If you are not sure, check the address in an explorer or through RPC before creating the link. If the address has EIP-7702 delegation, remove it with Remove Delegation first, then use the address as the affiliate wallet.

How It Works

The link includes your address in the ?affiliate= parameter.

When a user opens the site with that link, AntiDrain saves your address locally in the user's browser as the affiliate wallet.

If the user's browser already has another affiliate wallet saved, the new address usually does not replace the old one. The user can clear the saved address on /affiliate.

The affiliate link does not increase the user's total fee. It only changes how an existing fee is split between protocol and affiliate.

Percentages and Rewards

There are two payout types.

1. Token Rescue Fee

This is a fee in the token being rescued.

When a supported token rescue flow applies the standard token fee:

  • total fee is 20% of the rescued amount;
  • user/recipient receives 80%;
  • protocol receives 15%;
  • affiliate receives 5%.

If there is no active affiliate wallet:

  • user/recipient receives 80%;
  • protocol receives 20%;
  • affiliate receives 0%.

Examples:

  • if 100 USDT is rescued, the affiliate receives 5 USDT;
  • if 1,000 TOKEN is rescued, the affiliate receives 50 TOKEN;
  • if 0.5 ETH is rescued through a supported native transfer-all flow with the same split, the affiliate receives 0.025 ETH.

2. Native Service Fee

This is a separate fee in the network's native coin: ETH, BNB, POL, AVAX, and so on.

The site calculates it in fee units. One fee unit is $5, then it is converted into the native coin using the current price.

If an affiliate wallet is active:

  • protocol receives 75% of the native service fee;
  • affiliate receives 25% of the native service fee.

So the affiliate receives $1.25 for each fee unit.

Examples:

  • if the service fee is $5, the affiliate reward is $1.25 in the native coin;
  • if the service fee is $10, the affiliate reward is $2.50 in the native coin;
  • if the service fee is $15, the affiliate reward is $3.75 in the native coin.

The exact ETH/BNB/POL amount depends on the native coin price when the quote is calculated.

When the Affiliate Gets Paid

The affiliate receives a payout only when all of these are true:

  • the user opened the site through your link;
  • your EVM address was saved as the affiliate wallet;
  • the user reached a paid rescue flow;
  • the selected flow supports affiliate fee sharing;
  • the transaction was sent and executed successfully;
  • that flow actually had a fee that can be split.

The affiliate can receive a payout in these cases:

  • supported ERC-20 token rescue where token fee applies;
  • Permit Rescue when the selected mode uses token fee;
  • DeBank/Bundler token transfer or native transfer-all when that route applies fee split;
  • Custom Batch / DeBank actions with native service fee, such as raw calls, NFT/pool actions, or other fee-bearing operations.

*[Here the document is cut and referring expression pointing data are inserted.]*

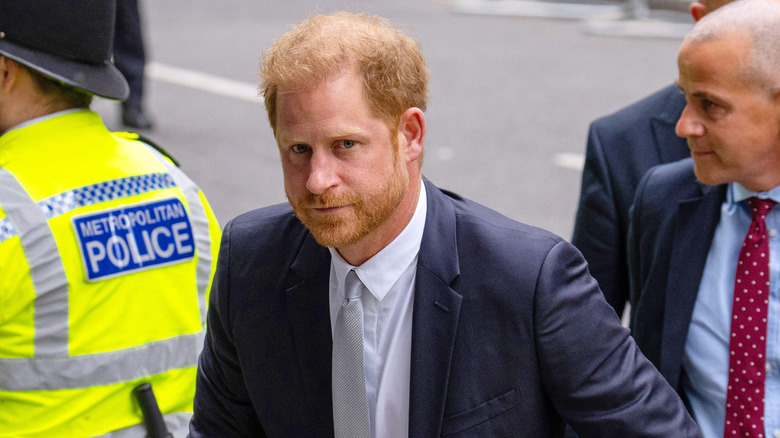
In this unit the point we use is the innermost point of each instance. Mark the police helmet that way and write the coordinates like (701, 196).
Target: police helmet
(69, 41)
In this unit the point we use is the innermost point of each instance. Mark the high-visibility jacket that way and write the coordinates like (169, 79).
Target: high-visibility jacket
(106, 255)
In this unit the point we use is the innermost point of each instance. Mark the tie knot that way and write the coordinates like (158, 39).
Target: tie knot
(353, 287)
(759, 208)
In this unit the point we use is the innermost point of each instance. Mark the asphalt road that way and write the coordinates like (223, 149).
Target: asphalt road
(511, 97)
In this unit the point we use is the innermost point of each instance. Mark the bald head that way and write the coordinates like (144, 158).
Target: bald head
(758, 20)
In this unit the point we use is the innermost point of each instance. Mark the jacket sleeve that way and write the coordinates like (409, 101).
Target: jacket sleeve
(593, 371)
(222, 406)
(598, 230)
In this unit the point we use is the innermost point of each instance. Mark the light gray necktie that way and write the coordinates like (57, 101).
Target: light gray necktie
(350, 406)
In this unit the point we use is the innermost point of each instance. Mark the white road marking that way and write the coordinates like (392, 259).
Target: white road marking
(203, 81)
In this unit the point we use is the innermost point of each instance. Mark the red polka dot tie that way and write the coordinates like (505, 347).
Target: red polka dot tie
(747, 346)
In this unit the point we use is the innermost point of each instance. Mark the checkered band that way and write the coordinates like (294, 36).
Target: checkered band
(105, 191)
(7, 229)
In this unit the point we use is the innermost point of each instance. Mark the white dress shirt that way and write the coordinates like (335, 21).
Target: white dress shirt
(387, 322)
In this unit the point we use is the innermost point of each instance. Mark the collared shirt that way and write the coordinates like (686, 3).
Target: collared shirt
(706, 360)
(387, 322)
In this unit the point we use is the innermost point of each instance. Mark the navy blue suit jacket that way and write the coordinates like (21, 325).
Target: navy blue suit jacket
(510, 336)
(621, 148)
(672, 226)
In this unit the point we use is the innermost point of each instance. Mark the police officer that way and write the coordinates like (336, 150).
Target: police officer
(106, 247)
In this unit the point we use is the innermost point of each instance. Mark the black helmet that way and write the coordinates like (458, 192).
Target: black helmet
(69, 41)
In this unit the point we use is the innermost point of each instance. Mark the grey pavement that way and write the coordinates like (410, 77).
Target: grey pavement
(511, 97)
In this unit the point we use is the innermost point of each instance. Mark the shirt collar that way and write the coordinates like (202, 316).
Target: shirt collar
(382, 271)
(738, 193)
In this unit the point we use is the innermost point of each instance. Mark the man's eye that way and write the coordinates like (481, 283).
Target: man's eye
(300, 148)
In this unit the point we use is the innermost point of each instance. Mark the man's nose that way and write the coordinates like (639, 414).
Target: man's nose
(323, 173)
(688, 125)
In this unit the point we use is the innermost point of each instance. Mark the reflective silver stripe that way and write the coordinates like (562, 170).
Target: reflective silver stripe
(178, 424)
(102, 192)
(200, 227)
(28, 374)
(7, 230)
(46, 270)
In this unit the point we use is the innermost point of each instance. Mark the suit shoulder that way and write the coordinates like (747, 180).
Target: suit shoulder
(667, 102)
(672, 178)
(275, 217)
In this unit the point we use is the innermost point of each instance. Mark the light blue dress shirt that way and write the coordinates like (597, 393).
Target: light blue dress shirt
(706, 359)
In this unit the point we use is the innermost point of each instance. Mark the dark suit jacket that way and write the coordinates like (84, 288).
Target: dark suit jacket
(672, 226)
(510, 336)
(621, 148)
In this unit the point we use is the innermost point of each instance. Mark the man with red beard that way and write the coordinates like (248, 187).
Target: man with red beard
(382, 306)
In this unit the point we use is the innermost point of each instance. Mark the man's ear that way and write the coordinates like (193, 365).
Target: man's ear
(9, 70)
(698, 10)
(411, 133)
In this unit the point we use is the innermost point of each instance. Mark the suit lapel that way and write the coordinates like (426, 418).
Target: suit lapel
(435, 317)
(308, 304)
(670, 146)
(695, 225)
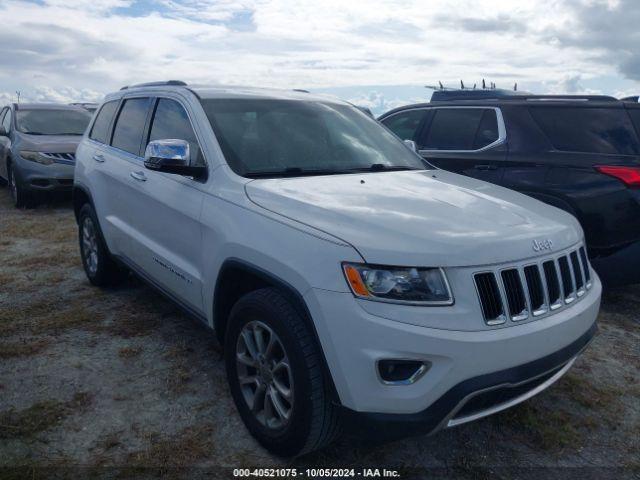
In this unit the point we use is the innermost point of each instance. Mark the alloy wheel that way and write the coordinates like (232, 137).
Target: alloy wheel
(264, 374)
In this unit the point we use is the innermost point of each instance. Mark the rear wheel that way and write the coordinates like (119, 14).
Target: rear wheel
(21, 197)
(99, 266)
(275, 373)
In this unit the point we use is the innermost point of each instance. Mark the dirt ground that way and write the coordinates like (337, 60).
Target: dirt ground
(120, 383)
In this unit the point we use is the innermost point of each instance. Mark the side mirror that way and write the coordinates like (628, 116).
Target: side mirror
(411, 145)
(171, 156)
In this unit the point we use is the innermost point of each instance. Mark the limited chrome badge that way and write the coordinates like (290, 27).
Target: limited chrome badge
(541, 245)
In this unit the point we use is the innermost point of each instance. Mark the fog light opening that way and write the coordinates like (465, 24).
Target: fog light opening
(401, 372)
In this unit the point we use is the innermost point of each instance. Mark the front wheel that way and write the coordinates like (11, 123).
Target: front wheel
(99, 266)
(274, 368)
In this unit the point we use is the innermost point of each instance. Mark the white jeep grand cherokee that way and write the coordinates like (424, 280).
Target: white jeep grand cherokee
(350, 282)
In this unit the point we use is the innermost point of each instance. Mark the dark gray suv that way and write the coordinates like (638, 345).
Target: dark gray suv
(37, 148)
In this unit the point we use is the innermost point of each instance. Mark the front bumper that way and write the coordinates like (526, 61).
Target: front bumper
(353, 340)
(38, 177)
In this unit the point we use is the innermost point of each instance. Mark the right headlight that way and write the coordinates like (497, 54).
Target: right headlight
(407, 285)
(36, 157)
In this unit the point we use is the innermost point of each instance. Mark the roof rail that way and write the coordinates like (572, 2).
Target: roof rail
(176, 83)
(579, 98)
(448, 94)
(497, 94)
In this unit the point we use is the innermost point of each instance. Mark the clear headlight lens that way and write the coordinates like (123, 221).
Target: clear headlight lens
(36, 157)
(411, 285)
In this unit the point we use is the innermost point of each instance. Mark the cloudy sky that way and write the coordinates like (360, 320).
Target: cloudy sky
(378, 53)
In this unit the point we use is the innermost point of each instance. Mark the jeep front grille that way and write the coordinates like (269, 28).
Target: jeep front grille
(490, 298)
(520, 291)
(516, 302)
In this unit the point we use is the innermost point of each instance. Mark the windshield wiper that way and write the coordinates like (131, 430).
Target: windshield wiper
(293, 172)
(301, 172)
(381, 167)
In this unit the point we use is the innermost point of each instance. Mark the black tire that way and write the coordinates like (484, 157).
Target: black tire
(314, 420)
(21, 197)
(105, 271)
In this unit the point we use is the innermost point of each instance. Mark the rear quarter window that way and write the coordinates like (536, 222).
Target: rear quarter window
(129, 128)
(635, 118)
(100, 129)
(588, 129)
(405, 124)
(460, 129)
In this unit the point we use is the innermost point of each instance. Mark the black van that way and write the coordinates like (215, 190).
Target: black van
(578, 153)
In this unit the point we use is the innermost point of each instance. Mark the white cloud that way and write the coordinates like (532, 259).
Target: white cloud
(81, 46)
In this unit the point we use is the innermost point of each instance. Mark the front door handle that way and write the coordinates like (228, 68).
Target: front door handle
(139, 176)
(486, 167)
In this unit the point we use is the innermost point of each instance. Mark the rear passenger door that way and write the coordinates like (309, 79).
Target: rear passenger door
(117, 152)
(166, 208)
(466, 140)
(5, 144)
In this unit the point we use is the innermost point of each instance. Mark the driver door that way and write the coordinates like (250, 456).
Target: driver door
(167, 210)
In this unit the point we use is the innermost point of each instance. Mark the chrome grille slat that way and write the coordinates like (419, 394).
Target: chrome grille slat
(585, 266)
(578, 279)
(490, 298)
(516, 301)
(566, 278)
(535, 289)
(554, 294)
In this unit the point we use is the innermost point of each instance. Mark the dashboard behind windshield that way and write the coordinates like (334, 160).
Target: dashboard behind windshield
(263, 137)
(52, 122)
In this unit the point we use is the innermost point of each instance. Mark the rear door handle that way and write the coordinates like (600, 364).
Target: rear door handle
(486, 167)
(139, 176)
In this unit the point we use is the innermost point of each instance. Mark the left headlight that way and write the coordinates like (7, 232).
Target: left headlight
(36, 157)
(408, 285)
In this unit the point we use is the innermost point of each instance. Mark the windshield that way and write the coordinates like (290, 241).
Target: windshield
(52, 122)
(261, 138)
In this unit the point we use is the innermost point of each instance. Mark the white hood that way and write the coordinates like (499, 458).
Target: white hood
(425, 218)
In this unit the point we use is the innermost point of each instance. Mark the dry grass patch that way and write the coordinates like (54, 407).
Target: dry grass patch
(40, 416)
(185, 449)
(587, 394)
(22, 349)
(544, 428)
(129, 352)
(52, 317)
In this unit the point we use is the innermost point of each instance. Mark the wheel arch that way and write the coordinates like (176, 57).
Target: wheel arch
(236, 278)
(81, 196)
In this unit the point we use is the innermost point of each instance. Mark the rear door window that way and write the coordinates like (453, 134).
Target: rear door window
(588, 129)
(6, 121)
(405, 124)
(128, 132)
(460, 129)
(171, 121)
(100, 129)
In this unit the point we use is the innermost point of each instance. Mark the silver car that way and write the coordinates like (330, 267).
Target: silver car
(37, 148)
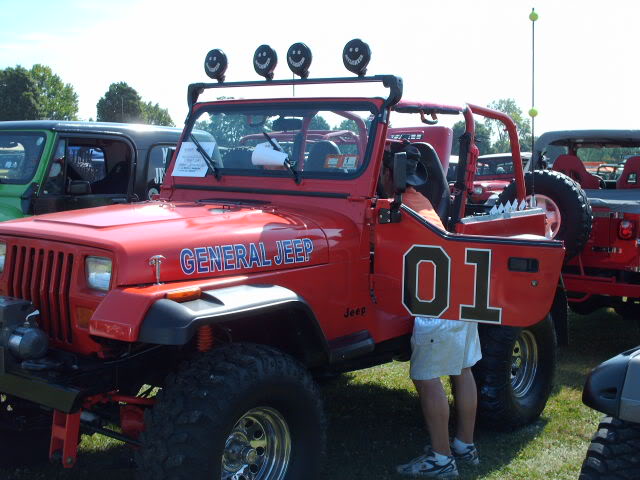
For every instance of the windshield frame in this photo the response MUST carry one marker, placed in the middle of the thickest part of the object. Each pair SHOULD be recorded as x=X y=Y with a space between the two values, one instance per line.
x=373 y=105
x=45 y=135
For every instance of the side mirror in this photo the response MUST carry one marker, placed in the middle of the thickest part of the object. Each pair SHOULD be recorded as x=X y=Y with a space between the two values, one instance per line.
x=79 y=187
x=400 y=172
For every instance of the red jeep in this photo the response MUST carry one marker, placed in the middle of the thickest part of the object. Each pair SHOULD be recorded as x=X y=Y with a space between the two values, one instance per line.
x=605 y=271
x=270 y=256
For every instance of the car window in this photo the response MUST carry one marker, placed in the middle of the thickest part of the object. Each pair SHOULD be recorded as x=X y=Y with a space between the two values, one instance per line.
x=159 y=158
x=315 y=140
x=20 y=154
x=105 y=164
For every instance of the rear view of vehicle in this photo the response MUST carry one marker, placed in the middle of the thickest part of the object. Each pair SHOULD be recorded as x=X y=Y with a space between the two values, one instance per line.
x=606 y=163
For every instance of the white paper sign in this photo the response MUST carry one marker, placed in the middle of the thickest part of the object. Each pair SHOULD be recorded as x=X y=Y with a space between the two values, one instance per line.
x=190 y=162
x=264 y=154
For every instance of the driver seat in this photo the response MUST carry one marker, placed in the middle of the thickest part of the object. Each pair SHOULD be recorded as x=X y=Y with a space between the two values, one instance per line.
x=572 y=167
x=318 y=155
x=436 y=189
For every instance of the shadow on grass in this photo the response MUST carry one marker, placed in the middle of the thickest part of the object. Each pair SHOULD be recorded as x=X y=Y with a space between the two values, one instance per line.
x=373 y=428
x=109 y=463
x=593 y=339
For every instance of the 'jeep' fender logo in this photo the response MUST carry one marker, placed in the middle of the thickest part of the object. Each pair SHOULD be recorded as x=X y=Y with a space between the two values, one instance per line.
x=240 y=256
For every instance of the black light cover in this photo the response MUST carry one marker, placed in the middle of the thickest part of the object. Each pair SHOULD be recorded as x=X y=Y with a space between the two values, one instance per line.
x=356 y=56
x=215 y=64
x=264 y=61
x=299 y=59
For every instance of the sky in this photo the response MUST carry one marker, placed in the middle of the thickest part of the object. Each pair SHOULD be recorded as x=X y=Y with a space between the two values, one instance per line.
x=451 y=52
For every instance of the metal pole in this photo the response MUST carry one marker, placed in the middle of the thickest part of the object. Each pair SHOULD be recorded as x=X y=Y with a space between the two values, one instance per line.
x=533 y=16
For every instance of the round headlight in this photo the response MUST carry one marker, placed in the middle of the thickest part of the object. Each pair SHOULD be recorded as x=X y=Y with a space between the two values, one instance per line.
x=215 y=64
x=355 y=56
x=299 y=59
x=264 y=61
x=98 y=273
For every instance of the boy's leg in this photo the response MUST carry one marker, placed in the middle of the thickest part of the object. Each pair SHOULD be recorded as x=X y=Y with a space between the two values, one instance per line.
x=435 y=408
x=466 y=402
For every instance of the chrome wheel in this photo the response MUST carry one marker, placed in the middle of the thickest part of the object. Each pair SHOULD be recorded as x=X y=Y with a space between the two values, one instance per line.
x=258 y=447
x=552 y=211
x=524 y=363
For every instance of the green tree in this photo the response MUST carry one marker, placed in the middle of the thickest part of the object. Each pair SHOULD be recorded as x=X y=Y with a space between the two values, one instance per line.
x=155 y=115
x=498 y=131
x=18 y=95
x=121 y=103
x=56 y=100
x=483 y=138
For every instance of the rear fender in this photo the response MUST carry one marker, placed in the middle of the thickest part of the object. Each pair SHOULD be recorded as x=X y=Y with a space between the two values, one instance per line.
x=613 y=387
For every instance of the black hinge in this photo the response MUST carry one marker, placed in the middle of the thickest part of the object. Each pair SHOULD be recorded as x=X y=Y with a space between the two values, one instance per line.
x=389 y=215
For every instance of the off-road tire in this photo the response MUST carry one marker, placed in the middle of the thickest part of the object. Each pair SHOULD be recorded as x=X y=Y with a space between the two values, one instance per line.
x=188 y=430
x=614 y=453
x=572 y=201
x=513 y=393
x=590 y=305
x=25 y=433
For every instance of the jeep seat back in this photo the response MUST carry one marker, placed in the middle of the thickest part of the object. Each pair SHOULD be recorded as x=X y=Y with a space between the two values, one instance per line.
x=630 y=174
x=573 y=168
x=318 y=154
x=437 y=188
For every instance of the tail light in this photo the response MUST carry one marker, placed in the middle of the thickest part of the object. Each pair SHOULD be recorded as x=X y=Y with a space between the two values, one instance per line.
x=625 y=229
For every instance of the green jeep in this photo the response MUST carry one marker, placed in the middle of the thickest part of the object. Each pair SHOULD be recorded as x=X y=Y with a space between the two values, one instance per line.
x=49 y=166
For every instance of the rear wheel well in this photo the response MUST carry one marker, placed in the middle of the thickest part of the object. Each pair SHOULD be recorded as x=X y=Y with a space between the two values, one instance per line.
x=291 y=329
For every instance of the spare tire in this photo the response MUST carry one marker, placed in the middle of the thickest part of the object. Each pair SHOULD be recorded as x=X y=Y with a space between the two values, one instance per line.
x=567 y=206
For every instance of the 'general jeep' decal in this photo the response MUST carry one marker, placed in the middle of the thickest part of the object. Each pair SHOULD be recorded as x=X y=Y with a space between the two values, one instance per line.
x=239 y=256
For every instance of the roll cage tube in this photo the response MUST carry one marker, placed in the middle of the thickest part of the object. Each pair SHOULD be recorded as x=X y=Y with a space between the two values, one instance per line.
x=392 y=82
x=513 y=141
x=466 y=169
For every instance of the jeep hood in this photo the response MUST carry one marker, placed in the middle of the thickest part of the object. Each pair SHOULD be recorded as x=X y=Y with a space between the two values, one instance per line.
x=196 y=240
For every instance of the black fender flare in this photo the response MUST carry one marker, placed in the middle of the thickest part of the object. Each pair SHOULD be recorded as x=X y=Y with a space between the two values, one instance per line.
x=168 y=322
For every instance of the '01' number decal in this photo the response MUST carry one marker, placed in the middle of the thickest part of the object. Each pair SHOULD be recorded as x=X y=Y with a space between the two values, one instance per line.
x=480 y=311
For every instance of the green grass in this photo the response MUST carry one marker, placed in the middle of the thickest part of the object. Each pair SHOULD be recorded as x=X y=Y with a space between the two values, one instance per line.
x=375 y=422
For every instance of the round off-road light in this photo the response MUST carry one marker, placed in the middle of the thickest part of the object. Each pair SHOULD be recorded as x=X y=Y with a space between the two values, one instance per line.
x=299 y=59
x=264 y=61
x=215 y=64
x=356 y=56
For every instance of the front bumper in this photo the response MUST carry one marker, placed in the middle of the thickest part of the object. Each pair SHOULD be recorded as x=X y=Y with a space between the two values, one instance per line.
x=39 y=389
x=63 y=380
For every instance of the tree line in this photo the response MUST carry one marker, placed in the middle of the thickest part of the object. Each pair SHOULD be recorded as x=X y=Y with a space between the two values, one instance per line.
x=40 y=94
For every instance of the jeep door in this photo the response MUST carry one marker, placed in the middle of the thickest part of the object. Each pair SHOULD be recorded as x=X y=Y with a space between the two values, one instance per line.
x=421 y=270
x=87 y=171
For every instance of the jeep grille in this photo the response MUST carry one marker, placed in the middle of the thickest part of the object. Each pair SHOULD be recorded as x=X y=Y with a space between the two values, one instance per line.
x=43 y=277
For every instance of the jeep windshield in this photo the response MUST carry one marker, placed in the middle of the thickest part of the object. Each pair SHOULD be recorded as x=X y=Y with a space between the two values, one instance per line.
x=300 y=140
x=20 y=154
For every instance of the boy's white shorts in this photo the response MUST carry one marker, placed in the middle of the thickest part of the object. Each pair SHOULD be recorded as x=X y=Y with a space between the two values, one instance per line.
x=443 y=347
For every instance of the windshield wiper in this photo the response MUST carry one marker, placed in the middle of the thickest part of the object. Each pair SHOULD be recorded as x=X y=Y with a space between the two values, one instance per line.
x=276 y=146
x=207 y=159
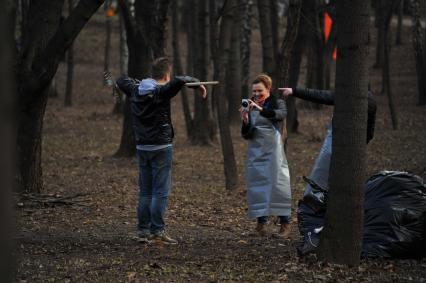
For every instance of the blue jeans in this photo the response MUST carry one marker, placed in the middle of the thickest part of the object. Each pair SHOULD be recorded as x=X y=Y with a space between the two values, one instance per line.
x=264 y=219
x=321 y=170
x=155 y=179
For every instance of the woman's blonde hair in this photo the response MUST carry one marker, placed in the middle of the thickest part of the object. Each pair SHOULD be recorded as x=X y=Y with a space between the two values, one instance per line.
x=264 y=79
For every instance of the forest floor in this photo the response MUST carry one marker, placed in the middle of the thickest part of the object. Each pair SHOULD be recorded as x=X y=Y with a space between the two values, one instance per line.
x=89 y=238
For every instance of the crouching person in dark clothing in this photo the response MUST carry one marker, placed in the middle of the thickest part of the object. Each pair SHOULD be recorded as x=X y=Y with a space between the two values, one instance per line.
x=150 y=106
x=320 y=172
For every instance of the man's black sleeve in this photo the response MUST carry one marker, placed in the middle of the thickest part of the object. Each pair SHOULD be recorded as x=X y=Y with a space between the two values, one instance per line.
x=171 y=89
x=128 y=85
x=277 y=114
x=314 y=95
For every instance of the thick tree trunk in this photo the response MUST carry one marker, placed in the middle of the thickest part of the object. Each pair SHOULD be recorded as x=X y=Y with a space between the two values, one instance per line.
x=43 y=46
x=268 y=58
x=107 y=50
x=204 y=129
x=341 y=240
x=246 y=12
x=398 y=40
x=178 y=69
x=70 y=67
x=295 y=61
x=233 y=83
x=8 y=139
x=221 y=60
x=145 y=42
x=284 y=63
x=419 y=43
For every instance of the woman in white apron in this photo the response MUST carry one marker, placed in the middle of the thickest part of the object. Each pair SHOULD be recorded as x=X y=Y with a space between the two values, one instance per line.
x=267 y=174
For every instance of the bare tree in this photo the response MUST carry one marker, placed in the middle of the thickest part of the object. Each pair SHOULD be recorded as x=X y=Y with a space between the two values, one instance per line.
x=341 y=240
x=70 y=67
x=233 y=82
x=145 y=32
x=398 y=40
x=267 y=37
x=204 y=130
x=8 y=137
x=177 y=65
x=419 y=42
x=247 y=13
x=220 y=63
x=108 y=16
x=285 y=53
x=44 y=43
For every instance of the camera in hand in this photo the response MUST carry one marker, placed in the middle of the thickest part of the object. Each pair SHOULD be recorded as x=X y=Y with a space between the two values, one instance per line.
x=245 y=104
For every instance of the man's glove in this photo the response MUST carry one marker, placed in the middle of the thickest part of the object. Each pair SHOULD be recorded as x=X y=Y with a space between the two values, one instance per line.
x=188 y=79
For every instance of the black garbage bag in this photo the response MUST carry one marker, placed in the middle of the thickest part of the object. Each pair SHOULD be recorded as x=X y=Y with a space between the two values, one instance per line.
x=395 y=217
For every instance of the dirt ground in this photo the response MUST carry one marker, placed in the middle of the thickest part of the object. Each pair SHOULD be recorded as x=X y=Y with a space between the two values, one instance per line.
x=91 y=240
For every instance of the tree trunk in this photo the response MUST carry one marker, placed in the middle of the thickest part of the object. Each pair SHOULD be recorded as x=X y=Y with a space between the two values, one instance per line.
x=204 y=129
x=386 y=73
x=145 y=42
x=398 y=40
x=214 y=39
x=178 y=69
x=284 y=61
x=341 y=240
x=419 y=42
x=8 y=139
x=221 y=61
x=295 y=60
x=124 y=52
x=268 y=60
x=233 y=83
x=70 y=67
x=247 y=13
x=107 y=50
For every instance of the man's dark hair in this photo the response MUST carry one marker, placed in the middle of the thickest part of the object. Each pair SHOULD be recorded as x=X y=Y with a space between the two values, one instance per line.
x=160 y=67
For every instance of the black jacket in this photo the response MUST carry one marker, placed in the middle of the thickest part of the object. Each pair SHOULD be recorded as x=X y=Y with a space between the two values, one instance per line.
x=274 y=109
x=151 y=112
x=327 y=97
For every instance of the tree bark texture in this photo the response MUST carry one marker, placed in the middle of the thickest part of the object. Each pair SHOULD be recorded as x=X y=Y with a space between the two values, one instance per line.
x=419 y=43
x=8 y=139
x=178 y=69
x=221 y=61
x=285 y=54
x=247 y=13
x=341 y=240
x=44 y=44
x=70 y=67
x=203 y=132
x=145 y=41
x=233 y=82
x=268 y=62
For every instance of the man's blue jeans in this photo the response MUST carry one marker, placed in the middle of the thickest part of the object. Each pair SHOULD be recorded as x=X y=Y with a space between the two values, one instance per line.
x=154 y=187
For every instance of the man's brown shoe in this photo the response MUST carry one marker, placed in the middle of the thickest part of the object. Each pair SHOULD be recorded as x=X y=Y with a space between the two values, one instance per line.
x=284 y=231
x=260 y=229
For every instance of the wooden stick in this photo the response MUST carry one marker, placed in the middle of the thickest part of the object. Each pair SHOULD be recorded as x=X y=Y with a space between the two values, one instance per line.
x=202 y=83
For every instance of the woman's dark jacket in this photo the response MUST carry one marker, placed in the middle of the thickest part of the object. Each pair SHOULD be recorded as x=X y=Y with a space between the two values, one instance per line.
x=327 y=97
x=274 y=109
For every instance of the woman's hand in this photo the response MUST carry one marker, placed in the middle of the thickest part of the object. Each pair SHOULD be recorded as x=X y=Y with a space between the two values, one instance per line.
x=244 y=115
x=254 y=105
x=286 y=91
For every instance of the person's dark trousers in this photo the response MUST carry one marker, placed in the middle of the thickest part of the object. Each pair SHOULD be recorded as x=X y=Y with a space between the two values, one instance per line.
x=264 y=219
x=154 y=188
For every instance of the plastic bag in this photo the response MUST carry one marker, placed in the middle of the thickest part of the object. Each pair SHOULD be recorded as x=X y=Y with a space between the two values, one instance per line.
x=394 y=217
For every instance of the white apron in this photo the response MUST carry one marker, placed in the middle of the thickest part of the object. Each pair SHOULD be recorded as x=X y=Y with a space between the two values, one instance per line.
x=267 y=174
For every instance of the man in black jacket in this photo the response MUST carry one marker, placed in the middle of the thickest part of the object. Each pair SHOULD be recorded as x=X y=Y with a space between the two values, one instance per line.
x=150 y=106
x=320 y=171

The affiliate does not receive a payout if:

  • the user did not open your link;
  • the address was not saved or was cleared;
  • the flow is free;
  • the flow does not support affiliate fee sharing;
  • the transaction was not sent or failed before payout;
  • the affiliate wallet cannot receive the payout.

Important

An affiliate link does not change rescue safety.

If the affiliate wallet cannot receive a native payout or token payout, rescue execution should not break. In that case the affiliate reward may use fallback logic, usually sending that share to the protocol recipient.

What to Check

Check that:

  • the address is correct;
  • the address is not a smart contract;
  • the address has no active EIP-7702 delegation;
  • the full link was copied;
  • the user opened your link;
  • /affiliate shows the expected saved affiliate wallet for the user;
  • the flow actually supports fee sharing;
  • the selected flow has a fee that can produce a payout.